The state of graphic design?

This type of data graphics have been gaining popularity on the web in the past few years. For better or worse, they have popularised the idea of information design amongst graphic designers. This graphic came through my Facebook news feed this morning, and to me the approach to the design itself and the rather empty and superficial content reflect the sorry state of graphic design these days.

smartpress.com
Smartpress.com

The title is grand, but how can the ‘state of graphic design’ really be summed up in a mere data graphic? To many graphic designers or web junkies, at first glance this might be a visually engaging graphic. But don’t be fooled: this graphic is a textbook example of what not to do in data visualisation. Just plotting some numbers in a chart-like graphic does not necessarily mean that it is based on facts.

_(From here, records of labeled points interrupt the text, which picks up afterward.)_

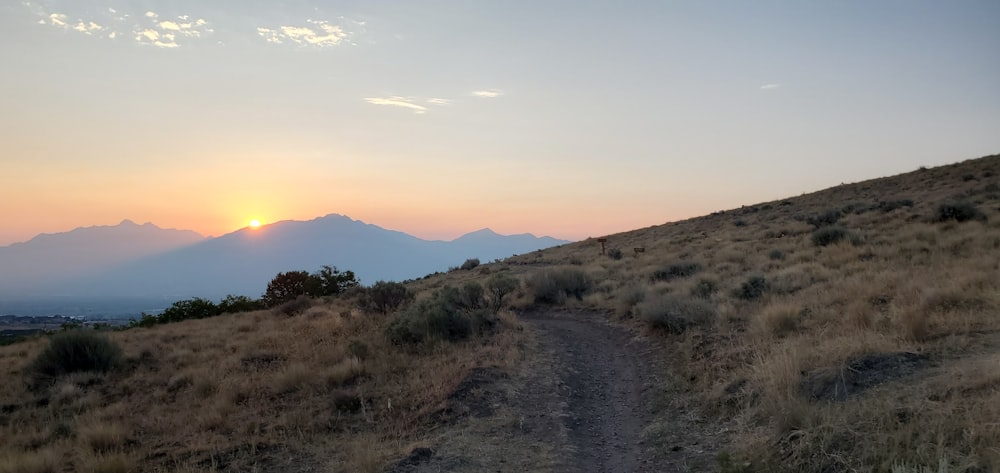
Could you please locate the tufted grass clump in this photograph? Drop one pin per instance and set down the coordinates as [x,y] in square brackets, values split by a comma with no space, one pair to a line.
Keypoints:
[681,269]
[675,314]
[554,286]
[959,211]
[75,351]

Before we delve into the actual graphic, let’s see where the data came from. So reading the first paragraph we know that it is based on the ‘opinion of dozens of the best and [most] talented graphic designers in the industry’. Alright, opinions, got that. But who are these people? At the bottom of the chart, we see names of 23 people who were acknowledged, but no further details are given. That already leaves me wonder how credible this graphic is, and how can the opinions of a mere 23 people represent the state of graphic design. Why do their opinions matter anyway? There are also two sources in the bottom right corner. These are US Department of Labour’s statistics and overview on the graphic design profession. Only four entries of data actually came from these (presumbably more credible) sources.

We are told that the survey questions are based on a 10-point rating system, from 1 being not important to 10 being very important. Alright. At this point I should really close my browser window and move onto something else, but I’ll press on.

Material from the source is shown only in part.